Казачонок 1862. Том 10 (СИ), стр. 18

— Разные, внучек бывают. У всех народов разные люди бывают. И у японцев, и у русских, и у всяких иных. Не в том дело. Война это, а батюшка твой за Отечество наше воюет, как и я воевал, как отец мой и дед.

Семен Феофанович вздохнул, перевел взгляд на яблоки за окном, а потом будто посмотрел прямо на меня. Через годы, через десятилетия, через охвативший меня жар.

— Гришка, держись, — сказал он едва слышно, одними губами.

Я дернулся на лежанке.

Видение поплыло. Туров еще что-то говорил внуку, но слова растягивались, становились непонятными.

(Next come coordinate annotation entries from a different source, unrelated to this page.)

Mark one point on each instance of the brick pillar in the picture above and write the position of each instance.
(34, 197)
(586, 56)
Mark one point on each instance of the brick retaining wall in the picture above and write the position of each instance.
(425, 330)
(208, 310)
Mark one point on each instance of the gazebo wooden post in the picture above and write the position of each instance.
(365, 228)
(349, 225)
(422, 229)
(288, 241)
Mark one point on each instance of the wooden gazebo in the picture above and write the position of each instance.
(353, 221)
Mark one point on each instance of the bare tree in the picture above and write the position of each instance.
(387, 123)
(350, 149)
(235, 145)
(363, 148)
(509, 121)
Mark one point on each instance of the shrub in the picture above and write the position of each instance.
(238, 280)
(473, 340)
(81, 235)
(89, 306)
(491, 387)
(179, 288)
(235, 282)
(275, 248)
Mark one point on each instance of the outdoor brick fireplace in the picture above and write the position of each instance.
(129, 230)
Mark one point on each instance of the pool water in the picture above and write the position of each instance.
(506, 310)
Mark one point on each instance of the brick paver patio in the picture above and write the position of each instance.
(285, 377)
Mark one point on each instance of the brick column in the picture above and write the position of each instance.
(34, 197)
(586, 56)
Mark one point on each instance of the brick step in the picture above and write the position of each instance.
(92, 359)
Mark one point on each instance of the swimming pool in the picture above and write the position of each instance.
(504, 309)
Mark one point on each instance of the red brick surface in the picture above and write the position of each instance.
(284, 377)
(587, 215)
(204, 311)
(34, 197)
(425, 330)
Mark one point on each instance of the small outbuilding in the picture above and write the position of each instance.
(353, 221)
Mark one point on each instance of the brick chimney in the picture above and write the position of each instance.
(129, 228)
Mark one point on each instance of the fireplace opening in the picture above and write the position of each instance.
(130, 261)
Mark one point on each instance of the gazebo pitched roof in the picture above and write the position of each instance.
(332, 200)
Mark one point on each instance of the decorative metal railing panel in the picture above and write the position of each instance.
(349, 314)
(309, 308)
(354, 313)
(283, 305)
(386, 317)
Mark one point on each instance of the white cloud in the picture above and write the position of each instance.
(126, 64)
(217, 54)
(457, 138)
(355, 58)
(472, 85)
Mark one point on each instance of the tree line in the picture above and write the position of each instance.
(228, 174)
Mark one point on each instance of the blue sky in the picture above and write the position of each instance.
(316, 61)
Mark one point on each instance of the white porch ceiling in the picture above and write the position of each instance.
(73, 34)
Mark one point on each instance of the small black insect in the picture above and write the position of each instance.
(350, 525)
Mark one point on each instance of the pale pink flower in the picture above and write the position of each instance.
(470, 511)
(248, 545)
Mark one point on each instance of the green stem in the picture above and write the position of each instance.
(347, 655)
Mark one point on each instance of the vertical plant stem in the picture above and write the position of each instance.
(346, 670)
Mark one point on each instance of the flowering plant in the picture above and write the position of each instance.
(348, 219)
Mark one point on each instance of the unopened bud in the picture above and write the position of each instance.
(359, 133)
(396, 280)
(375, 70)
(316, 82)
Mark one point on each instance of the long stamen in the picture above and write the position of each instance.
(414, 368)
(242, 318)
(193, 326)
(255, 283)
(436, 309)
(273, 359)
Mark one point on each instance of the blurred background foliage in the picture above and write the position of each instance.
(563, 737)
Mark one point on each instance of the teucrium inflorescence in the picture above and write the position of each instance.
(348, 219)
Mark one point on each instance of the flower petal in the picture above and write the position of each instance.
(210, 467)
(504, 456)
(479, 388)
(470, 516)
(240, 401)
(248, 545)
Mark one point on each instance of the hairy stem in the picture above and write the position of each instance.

Я открыл глаза и увидел Машку. Она держала меня за руку.

— Гриша? — шепнула она. — А кто такие самураи? И эти… — она нахмурилась, вспоминая. — А, ипонцы?

Я хотел ответить, но жар снова накрыл с головой.

Неделю я еще провалялся. Стоило только заикнуться, что уже здоров, как меня возвращали на подушку. Хуже всех оказалась Машка. Эту мелкую надзирательницу, кажись, кто-то нарочно настропалил. Она даже перегибала со своей опекой. Глядишь, передумает учительницей стать и решит людей лечить.

— Лежи, — говорила она строго. — А то опять ипонцы эти приснятся.

— Не ипонцы, а японцы, — хохотнул я.

— Все одно, — отрезала она. — Нечего тебе с ними во сне воевать. Нету тут у нас таких, не завезли.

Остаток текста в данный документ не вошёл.